Ciò contro cui vorrei pronunciarmi in breve con un'osservazione è
il vocabolario esoterico di cui il collega T. si è servito nelle sue
argomentazioni, solitamente tanto chiare.
A me sembra che se i fornai facessero il pane solo per fornai, i
sarti vestissero solo sarti, i dentisti piombassero solo denti di
dentisti, essi si comporterebbero né più né meno esotericamente di quei
professori universitari di oggi.
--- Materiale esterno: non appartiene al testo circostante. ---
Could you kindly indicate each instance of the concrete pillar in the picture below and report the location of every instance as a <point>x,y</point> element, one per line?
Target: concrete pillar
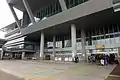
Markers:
<point>27,7</point>
<point>83,43</point>
<point>54,45</point>
<point>73,40</point>
<point>23,55</point>
<point>42,46</point>
<point>63,5</point>
<point>25,20</point>
<point>63,43</point>
<point>1,54</point>
<point>14,15</point>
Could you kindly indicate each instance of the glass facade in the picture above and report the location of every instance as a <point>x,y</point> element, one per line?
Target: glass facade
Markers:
<point>72,3</point>
<point>48,11</point>
<point>104,35</point>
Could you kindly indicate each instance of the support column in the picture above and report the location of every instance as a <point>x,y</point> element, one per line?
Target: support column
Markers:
<point>42,46</point>
<point>63,5</point>
<point>63,44</point>
<point>1,54</point>
<point>73,40</point>
<point>83,43</point>
<point>14,15</point>
<point>23,55</point>
<point>27,7</point>
<point>54,45</point>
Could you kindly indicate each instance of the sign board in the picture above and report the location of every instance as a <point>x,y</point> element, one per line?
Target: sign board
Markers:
<point>99,46</point>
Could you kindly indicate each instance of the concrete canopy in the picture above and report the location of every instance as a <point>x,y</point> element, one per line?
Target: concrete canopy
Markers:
<point>34,4</point>
<point>99,19</point>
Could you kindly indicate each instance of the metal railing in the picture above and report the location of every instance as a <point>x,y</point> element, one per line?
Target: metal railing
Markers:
<point>72,3</point>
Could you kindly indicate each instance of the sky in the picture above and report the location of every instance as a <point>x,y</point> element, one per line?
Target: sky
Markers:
<point>6,16</point>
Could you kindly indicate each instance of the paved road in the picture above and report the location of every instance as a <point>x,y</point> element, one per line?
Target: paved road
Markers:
<point>34,70</point>
<point>6,76</point>
<point>115,74</point>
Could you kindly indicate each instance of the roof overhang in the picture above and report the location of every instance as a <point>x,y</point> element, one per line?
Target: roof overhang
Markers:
<point>34,4</point>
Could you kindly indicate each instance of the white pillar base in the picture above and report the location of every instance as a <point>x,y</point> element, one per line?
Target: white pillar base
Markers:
<point>42,46</point>
<point>23,55</point>
<point>73,40</point>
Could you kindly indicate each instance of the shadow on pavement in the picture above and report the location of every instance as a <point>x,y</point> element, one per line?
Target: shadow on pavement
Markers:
<point>6,76</point>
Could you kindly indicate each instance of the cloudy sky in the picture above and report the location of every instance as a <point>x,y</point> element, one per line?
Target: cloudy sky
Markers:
<point>6,16</point>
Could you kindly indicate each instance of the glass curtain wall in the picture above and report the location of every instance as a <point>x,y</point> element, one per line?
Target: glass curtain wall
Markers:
<point>72,3</point>
<point>110,34</point>
<point>49,10</point>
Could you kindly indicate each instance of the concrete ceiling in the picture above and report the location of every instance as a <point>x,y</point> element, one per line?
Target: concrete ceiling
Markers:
<point>34,4</point>
<point>87,22</point>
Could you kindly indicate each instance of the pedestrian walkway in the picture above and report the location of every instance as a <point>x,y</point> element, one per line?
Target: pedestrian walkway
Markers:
<point>34,70</point>
<point>115,74</point>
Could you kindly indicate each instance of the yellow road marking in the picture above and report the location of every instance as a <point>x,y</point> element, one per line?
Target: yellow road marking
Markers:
<point>114,76</point>
<point>39,78</point>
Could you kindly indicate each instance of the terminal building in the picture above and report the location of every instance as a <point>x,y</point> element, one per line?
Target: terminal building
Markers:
<point>60,29</point>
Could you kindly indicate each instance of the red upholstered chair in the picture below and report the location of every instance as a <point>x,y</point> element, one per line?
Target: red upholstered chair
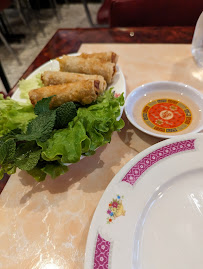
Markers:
<point>103,12</point>
<point>124,13</point>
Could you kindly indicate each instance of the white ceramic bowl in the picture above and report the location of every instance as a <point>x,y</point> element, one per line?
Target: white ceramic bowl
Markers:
<point>161,87</point>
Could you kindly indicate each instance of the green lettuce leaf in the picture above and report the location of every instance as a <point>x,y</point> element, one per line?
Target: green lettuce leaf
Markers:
<point>65,144</point>
<point>14,115</point>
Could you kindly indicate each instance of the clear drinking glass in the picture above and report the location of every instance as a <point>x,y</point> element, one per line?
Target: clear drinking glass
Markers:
<point>197,42</point>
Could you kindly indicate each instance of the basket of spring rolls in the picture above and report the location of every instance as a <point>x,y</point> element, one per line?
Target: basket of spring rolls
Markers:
<point>62,112</point>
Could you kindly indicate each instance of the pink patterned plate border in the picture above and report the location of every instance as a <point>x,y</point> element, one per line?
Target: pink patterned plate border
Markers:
<point>139,168</point>
<point>102,247</point>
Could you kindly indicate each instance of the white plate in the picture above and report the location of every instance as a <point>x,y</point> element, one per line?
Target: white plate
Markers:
<point>160,222</point>
<point>146,93</point>
<point>53,65</point>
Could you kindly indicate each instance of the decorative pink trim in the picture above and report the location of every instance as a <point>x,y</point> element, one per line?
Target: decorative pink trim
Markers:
<point>101,256</point>
<point>139,168</point>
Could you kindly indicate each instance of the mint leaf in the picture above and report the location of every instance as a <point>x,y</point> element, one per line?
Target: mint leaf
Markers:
<point>42,106</point>
<point>40,128</point>
<point>27,155</point>
<point>7,150</point>
<point>64,114</point>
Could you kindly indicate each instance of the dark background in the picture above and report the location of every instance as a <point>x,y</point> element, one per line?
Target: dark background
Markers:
<point>45,3</point>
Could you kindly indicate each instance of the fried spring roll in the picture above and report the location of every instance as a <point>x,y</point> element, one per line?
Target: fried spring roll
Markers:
<point>90,66</point>
<point>84,92</point>
<point>57,77</point>
<point>103,56</point>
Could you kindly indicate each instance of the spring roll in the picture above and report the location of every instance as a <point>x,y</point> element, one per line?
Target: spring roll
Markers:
<point>103,56</point>
<point>89,66</point>
<point>57,77</point>
<point>84,92</point>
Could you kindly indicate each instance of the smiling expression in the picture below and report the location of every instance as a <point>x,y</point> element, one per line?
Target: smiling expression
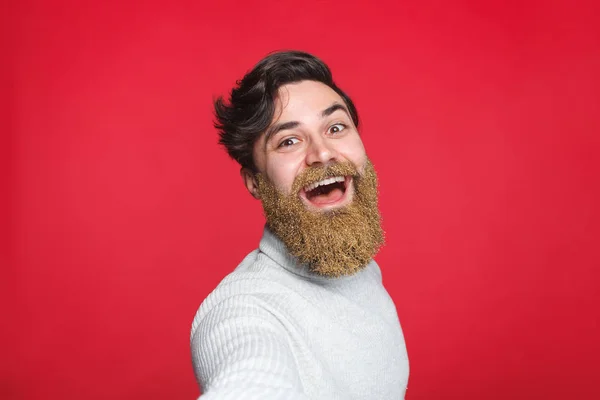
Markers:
<point>311,128</point>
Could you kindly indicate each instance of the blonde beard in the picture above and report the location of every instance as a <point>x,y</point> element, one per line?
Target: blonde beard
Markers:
<point>331,243</point>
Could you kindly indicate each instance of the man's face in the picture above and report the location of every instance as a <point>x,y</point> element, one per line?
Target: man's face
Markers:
<point>316,185</point>
<point>311,127</point>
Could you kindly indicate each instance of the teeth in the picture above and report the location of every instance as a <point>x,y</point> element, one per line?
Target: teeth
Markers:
<point>324,182</point>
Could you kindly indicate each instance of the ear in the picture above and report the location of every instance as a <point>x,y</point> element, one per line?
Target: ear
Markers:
<point>250,181</point>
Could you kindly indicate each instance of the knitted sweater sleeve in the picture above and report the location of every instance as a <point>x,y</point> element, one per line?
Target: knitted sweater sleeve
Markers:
<point>240,351</point>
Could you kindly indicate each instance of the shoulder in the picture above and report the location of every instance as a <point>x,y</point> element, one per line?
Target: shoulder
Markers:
<point>255,278</point>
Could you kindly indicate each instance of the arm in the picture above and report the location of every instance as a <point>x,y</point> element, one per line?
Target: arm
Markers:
<point>240,351</point>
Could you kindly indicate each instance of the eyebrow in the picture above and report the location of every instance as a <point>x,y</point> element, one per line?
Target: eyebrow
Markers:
<point>293,124</point>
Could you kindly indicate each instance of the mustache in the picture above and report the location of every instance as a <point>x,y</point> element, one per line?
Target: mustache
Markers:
<point>318,173</point>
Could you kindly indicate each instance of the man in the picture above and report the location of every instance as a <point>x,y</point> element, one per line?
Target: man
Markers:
<point>305,316</point>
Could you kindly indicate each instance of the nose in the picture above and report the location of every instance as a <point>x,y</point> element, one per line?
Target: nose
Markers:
<point>320,151</point>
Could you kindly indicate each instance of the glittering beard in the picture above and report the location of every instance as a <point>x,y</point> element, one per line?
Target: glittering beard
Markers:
<point>331,243</point>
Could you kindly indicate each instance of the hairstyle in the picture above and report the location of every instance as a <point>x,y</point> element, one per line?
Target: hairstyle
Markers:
<point>251,106</point>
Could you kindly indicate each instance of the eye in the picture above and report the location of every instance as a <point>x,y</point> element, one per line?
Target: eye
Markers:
<point>336,128</point>
<point>288,142</point>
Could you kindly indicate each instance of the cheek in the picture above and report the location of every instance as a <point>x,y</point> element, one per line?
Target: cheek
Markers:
<point>282,173</point>
<point>354,151</point>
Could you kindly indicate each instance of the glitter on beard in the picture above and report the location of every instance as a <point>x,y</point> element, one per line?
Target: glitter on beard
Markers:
<point>332,243</point>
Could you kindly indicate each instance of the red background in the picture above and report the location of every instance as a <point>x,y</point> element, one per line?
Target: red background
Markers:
<point>123,213</point>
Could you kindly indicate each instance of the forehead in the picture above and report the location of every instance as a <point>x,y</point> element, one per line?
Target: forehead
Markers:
<point>303,99</point>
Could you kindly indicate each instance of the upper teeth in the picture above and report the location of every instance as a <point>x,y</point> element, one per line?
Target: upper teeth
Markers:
<point>324,182</point>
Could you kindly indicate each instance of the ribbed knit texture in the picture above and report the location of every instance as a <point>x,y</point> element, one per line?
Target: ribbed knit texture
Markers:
<point>274,330</point>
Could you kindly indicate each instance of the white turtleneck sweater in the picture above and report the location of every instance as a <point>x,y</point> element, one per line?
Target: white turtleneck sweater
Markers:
<point>272,329</point>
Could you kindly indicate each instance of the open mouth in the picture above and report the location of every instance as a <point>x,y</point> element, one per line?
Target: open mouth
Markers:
<point>327,193</point>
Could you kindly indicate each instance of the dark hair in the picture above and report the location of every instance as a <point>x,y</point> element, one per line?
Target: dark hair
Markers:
<point>252,103</point>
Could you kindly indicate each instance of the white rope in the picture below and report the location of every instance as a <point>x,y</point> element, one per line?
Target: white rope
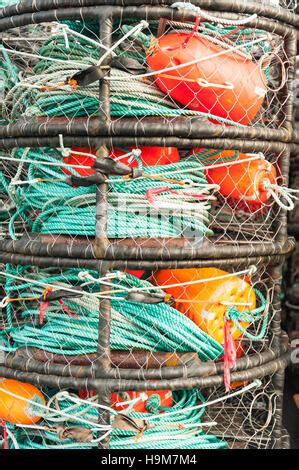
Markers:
<point>59,412</point>
<point>287,193</point>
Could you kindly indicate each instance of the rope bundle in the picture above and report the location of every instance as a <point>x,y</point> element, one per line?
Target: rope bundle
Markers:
<point>152,327</point>
<point>167,430</point>
<point>54,207</point>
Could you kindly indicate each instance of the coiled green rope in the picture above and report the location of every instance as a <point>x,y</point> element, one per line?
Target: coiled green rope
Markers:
<point>151,327</point>
<point>61,209</point>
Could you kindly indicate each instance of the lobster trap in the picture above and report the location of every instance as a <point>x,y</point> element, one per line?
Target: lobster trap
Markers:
<point>144,162</point>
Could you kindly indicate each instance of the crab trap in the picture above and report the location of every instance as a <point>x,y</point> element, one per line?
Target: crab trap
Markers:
<point>144,166</point>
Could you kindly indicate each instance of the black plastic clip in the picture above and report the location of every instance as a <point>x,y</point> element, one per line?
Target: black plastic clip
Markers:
<point>59,295</point>
<point>110,167</point>
<point>90,75</point>
<point>147,298</point>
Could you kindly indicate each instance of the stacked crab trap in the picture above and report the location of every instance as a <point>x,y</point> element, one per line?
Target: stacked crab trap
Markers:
<point>145,151</point>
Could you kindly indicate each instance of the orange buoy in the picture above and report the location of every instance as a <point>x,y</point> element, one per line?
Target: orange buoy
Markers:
<point>206,302</point>
<point>225,84</point>
<point>247,181</point>
<point>149,156</point>
<point>164,398</point>
<point>19,409</point>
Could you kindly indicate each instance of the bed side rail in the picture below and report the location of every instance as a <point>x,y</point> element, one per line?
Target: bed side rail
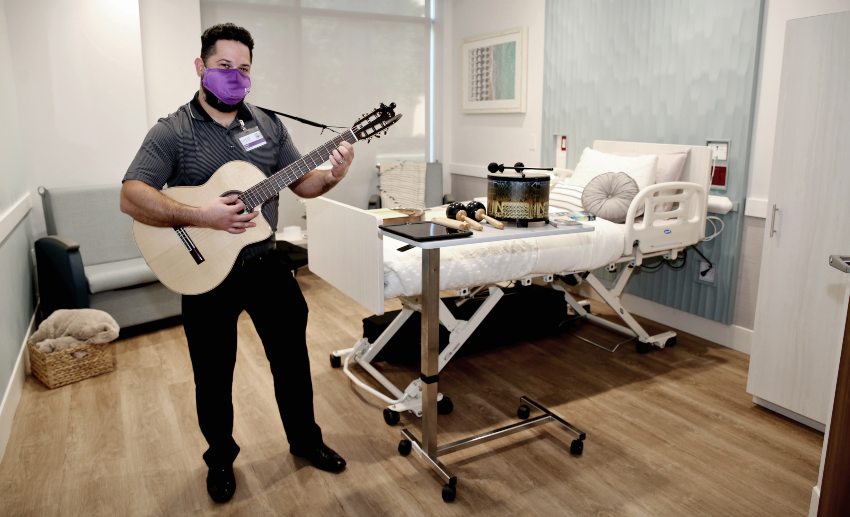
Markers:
<point>673,217</point>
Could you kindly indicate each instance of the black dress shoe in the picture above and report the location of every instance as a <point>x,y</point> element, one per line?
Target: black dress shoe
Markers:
<point>221,483</point>
<point>322,457</point>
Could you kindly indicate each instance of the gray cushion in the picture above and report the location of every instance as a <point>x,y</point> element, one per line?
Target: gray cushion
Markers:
<point>608,195</point>
<point>118,275</point>
<point>91,217</point>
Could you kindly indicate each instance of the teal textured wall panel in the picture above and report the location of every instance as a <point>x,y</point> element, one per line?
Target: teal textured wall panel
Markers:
<point>667,71</point>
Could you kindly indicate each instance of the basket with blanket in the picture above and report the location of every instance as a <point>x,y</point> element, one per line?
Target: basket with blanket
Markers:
<point>72,345</point>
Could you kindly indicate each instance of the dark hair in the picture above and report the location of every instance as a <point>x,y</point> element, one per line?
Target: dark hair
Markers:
<point>226,31</point>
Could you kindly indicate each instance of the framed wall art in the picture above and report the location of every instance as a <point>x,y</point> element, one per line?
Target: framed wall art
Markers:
<point>494,73</point>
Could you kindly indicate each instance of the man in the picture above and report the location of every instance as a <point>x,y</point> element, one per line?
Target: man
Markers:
<point>185,149</point>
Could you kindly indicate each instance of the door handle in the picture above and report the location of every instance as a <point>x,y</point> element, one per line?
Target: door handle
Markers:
<point>773,220</point>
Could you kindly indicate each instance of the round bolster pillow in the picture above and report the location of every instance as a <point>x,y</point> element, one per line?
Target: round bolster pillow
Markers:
<point>608,195</point>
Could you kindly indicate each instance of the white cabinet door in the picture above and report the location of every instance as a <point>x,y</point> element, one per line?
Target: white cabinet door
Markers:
<point>801,300</point>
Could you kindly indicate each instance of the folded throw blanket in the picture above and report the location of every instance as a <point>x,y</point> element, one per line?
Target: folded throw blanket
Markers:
<point>68,327</point>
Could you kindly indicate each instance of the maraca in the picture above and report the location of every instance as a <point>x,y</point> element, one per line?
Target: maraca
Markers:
<point>458,211</point>
<point>479,212</point>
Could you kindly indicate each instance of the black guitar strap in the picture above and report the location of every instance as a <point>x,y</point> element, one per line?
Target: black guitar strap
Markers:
<point>305,121</point>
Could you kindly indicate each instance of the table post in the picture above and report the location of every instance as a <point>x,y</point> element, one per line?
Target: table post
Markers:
<point>430,352</point>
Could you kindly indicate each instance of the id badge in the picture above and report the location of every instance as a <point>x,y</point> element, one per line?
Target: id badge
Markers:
<point>251,138</point>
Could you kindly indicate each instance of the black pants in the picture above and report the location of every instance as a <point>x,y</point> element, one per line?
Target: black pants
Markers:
<point>265,288</point>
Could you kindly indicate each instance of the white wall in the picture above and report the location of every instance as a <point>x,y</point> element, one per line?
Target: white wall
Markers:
<point>171,40</point>
<point>78,71</point>
<point>470,141</point>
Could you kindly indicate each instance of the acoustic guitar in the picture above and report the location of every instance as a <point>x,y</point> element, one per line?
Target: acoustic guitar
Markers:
<point>194,260</point>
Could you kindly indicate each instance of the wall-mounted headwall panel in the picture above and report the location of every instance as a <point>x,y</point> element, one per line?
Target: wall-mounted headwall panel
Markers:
<point>671,71</point>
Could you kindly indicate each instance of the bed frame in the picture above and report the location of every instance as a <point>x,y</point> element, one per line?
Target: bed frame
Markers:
<point>359,271</point>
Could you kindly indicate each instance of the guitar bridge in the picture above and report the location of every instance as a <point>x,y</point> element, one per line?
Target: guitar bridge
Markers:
<point>190,245</point>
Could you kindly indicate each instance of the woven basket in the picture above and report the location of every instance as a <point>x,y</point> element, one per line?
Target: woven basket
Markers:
<point>73,364</point>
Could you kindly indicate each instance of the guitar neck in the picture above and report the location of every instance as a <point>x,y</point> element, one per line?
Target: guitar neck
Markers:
<point>268,188</point>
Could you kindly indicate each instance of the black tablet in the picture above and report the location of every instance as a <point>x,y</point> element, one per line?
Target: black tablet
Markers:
<point>424,231</point>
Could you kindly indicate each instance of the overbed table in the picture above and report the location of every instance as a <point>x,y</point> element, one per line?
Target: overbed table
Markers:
<point>427,447</point>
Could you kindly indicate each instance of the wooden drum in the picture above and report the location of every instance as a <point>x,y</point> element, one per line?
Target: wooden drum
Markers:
<point>521,198</point>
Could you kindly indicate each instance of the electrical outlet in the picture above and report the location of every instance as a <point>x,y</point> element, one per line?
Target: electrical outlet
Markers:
<point>719,150</point>
<point>706,272</point>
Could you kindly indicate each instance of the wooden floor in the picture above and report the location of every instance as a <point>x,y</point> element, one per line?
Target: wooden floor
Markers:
<point>672,432</point>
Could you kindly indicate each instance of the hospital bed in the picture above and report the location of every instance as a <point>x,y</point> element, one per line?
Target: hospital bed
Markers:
<point>347,249</point>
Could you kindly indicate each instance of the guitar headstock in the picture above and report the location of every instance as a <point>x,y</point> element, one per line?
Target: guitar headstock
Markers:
<point>376,123</point>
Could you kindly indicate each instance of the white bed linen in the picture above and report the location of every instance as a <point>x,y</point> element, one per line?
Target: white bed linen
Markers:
<point>488,263</point>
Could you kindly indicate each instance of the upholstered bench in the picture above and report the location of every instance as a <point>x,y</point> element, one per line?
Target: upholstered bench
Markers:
<point>89,259</point>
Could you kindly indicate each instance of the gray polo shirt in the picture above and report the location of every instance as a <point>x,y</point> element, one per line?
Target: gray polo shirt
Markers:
<point>188,146</point>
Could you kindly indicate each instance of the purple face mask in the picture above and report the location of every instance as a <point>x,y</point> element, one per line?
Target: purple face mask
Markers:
<point>230,85</point>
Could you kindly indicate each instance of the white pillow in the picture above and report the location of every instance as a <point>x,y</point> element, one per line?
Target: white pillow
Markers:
<point>593,163</point>
<point>670,166</point>
<point>566,197</point>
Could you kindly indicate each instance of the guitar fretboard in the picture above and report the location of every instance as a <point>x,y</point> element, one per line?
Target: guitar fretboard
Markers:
<point>268,188</point>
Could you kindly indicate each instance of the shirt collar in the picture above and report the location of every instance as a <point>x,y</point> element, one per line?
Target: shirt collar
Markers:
<point>197,111</point>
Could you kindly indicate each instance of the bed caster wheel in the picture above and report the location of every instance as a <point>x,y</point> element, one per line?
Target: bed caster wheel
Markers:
<point>449,493</point>
<point>577,447</point>
<point>523,411</point>
<point>391,417</point>
<point>445,406</point>
<point>336,361</point>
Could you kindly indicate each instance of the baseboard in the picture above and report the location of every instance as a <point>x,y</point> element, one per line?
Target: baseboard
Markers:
<point>12,395</point>
<point>815,502</point>
<point>787,413</point>
<point>731,336</point>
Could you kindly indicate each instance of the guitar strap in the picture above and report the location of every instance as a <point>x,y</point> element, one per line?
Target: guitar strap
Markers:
<point>304,121</point>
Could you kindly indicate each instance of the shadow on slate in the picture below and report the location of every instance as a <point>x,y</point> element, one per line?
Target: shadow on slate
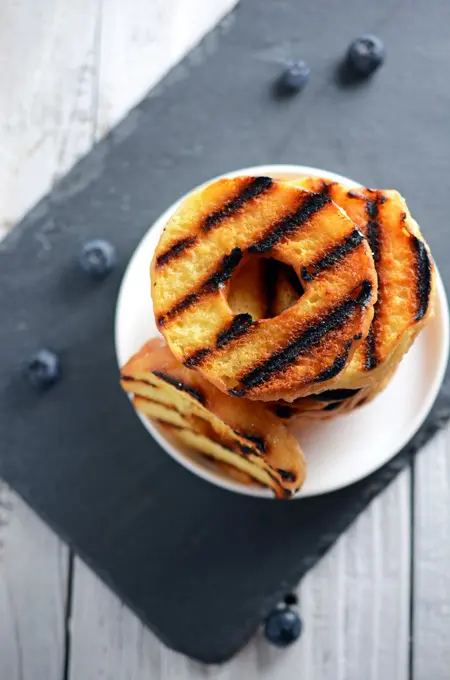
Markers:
<point>202,566</point>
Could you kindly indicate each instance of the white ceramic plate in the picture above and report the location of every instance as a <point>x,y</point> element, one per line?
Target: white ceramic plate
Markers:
<point>341,451</point>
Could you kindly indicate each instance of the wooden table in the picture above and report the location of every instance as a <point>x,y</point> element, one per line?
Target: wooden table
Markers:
<point>378,605</point>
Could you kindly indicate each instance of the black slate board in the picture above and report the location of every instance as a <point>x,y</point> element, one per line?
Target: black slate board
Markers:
<point>200,565</point>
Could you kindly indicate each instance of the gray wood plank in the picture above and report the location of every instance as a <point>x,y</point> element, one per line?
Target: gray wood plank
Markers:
<point>354,604</point>
<point>431,652</point>
<point>33,588</point>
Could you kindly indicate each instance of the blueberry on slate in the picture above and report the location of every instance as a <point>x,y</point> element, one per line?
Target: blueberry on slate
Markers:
<point>366,54</point>
<point>44,369</point>
<point>283,627</point>
<point>294,77</point>
<point>98,258</point>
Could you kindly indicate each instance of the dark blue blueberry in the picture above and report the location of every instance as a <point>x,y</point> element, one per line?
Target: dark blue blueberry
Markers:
<point>44,369</point>
<point>98,258</point>
<point>366,54</point>
<point>290,599</point>
<point>294,77</point>
<point>283,627</point>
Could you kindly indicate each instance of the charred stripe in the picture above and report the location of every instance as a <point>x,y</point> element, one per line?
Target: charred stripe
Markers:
<point>175,250</point>
<point>373,235</point>
<point>254,439</point>
<point>179,385</point>
<point>423,277</point>
<point>283,358</point>
<point>371,356</point>
<point>255,187</point>
<point>310,205</point>
<point>336,367</point>
<point>212,283</point>
<point>197,357</point>
<point>337,253</point>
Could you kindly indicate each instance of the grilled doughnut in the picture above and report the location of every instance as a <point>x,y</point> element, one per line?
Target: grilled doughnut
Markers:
<point>237,432</point>
<point>406,277</point>
<point>332,403</point>
<point>214,232</point>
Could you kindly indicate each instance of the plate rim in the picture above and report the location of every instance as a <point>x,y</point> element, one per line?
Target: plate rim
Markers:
<point>216,478</point>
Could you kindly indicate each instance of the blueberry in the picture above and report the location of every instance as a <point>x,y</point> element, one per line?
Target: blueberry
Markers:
<point>366,54</point>
<point>283,627</point>
<point>291,599</point>
<point>98,258</point>
<point>44,368</point>
<point>294,77</point>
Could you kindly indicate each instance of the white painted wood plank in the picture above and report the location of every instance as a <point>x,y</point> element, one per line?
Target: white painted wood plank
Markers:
<point>33,588</point>
<point>48,70</point>
<point>141,41</point>
<point>431,652</point>
<point>354,604</point>
<point>71,70</point>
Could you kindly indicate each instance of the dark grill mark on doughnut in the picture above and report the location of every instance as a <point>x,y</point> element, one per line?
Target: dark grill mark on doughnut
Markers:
<point>310,205</point>
<point>423,278</point>
<point>270,278</point>
<point>335,395</point>
<point>331,407</point>
<point>371,357</point>
<point>325,187</point>
<point>255,187</point>
<point>181,386</point>
<point>336,367</point>
<point>284,412</point>
<point>239,326</point>
<point>212,283</point>
<point>354,194</point>
<point>283,358</point>
<point>364,293</point>
<point>197,357</point>
<point>337,253</point>
<point>294,281</point>
<point>286,475</point>
<point>373,235</point>
<point>175,250</point>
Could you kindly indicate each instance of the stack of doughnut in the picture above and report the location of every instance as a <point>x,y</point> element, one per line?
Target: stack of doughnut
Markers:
<point>281,299</point>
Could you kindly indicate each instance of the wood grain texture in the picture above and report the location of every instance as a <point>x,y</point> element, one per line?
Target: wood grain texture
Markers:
<point>354,606</point>
<point>431,657</point>
<point>33,589</point>
<point>71,70</point>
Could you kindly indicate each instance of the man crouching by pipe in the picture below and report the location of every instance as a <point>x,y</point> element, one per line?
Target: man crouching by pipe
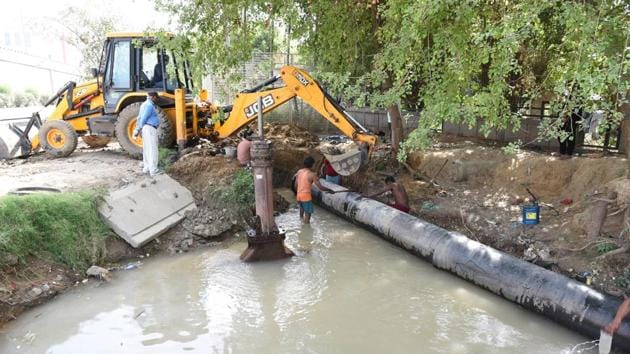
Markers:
<point>401,200</point>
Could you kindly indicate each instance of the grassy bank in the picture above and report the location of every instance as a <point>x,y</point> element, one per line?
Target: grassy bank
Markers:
<point>63,227</point>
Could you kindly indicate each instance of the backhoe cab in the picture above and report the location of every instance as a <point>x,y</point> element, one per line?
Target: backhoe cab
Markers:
<point>131,65</point>
<point>107,106</point>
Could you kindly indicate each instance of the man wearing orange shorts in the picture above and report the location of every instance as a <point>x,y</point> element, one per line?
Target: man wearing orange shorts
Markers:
<point>304,179</point>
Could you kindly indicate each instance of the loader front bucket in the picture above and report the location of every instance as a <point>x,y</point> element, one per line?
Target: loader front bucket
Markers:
<point>347,163</point>
<point>24,146</point>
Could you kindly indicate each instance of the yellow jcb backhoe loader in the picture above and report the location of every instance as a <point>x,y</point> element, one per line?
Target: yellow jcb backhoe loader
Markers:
<point>131,65</point>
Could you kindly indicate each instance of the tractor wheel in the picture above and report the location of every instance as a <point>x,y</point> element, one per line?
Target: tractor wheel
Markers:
<point>58,138</point>
<point>126,124</point>
<point>95,141</point>
<point>4,150</point>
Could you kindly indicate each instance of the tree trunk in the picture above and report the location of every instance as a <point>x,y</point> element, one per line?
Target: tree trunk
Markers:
<point>395,116</point>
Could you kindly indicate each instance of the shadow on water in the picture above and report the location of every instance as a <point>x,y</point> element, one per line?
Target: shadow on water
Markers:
<point>346,291</point>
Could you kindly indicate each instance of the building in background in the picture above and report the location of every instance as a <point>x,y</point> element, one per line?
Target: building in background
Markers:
<point>31,58</point>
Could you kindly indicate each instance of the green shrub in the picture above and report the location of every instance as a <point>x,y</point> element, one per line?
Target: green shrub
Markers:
<point>63,227</point>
La particolarità e — per favore non mi
fraintenda: intendo l'espressione in maniera puramente filosofica, e
accuso me stesso non meno di qualsiasi altro — comicità del ruolo
sociale della nostra filosofia universitaria consiste nel fatto che noi,
i suoi produttori, siamo anche i suoi unici consumatori; e che le
nostre asserzioni, le quali presumibilmente riguardano «l'uomo in
generale» e dovrebbero essere vincolanti per tutti, le esponiamo in un
idioma che riguarda solo pochi e quindi la pretesa di generalità viene
smentita già nell'istante in cui viene espressa [...] infatti cosa
sarebbe più difficile dell'esprimere convinzioni filosofiche in modo non
esoterico?
Non voglio assolutamente attenuare questa difficoltà. In fondo noi
filosofi siamo degli oppositori. E dal momento che filosofando cerchiamo
di liberarci dai pregiudizi di cui siamo investiti dal linguaggio della
quotidianità e della formazione o dai pregiudizi da esso presupposti
come validi e ovvi, è un'impresa quasi contro natura — lo ammetto —
condurre questa lotta contro i pregiudizi con l'aiuto dei pregiudizi
stessi [...] gli ostacoli non solo sono così grossi perché il linguaggio
quotidiano si rivela un inadeguato materiale per il filosofare, bensì
anche perché per noi che filosofiamo il linguaggio artificiale è
diventato una seconda natura.
Ci siamo così abituati a pensare nel suo esoterico medium,
che la maggior parte di noi si accorge di qualcosa solo quando
rimaniamo impigliati nella rete delle associazioni di questo linguaggio
speciale. All'aperto, per esempio in campagna, noi filosofi medi non
siamo filosofi — con questo non voglio dire che lì non continuiamo a
parlare il nostro gergo tecnico, questo purtroppo lo facciamo in
abbondanza e alberi e rocce in silenzio prendono in giro i nostri
vocaboli ontologici — voglio dire che la Musa là non ci raggiunge o non
ci riconosce; e che essa ci "bacia" solo quando in suo onore noi
indossiamo la tintinnante uniforme del vocabolario speciale e ci sediamo
alla scrivania — cosicché in maniera ancora più modesta assomigliamo a
quei cattivi compositori che riescono a comporre solo davanti al
pianoforte aperto, ai quali non viene altro in mente se non ciò che i
tasti suggeriscono loro.
[...] se le asserzioni filosofiche dirette, non esoteriche,
riuscissero, tutto il resto non sarebbe che una semplice prestazione,
per la cui riuscita basterebbe in un certo senso lasciarsi andare. Il
compito sarebbe risolto perfettamente — della "via regia" non vale
neanche la pena di parlare — esso richiederebbe lo sforzo della
disassuefazione, un peculiare atto attraverso il quale dovremmo astrarci
dalle astratte espressioni che sono divenute per noi nostra carne e
nostro sangue — una ritraduzione artificiale nell'idioma non esoterico
di ciò che si è creato nell'idioma esoterico. [...]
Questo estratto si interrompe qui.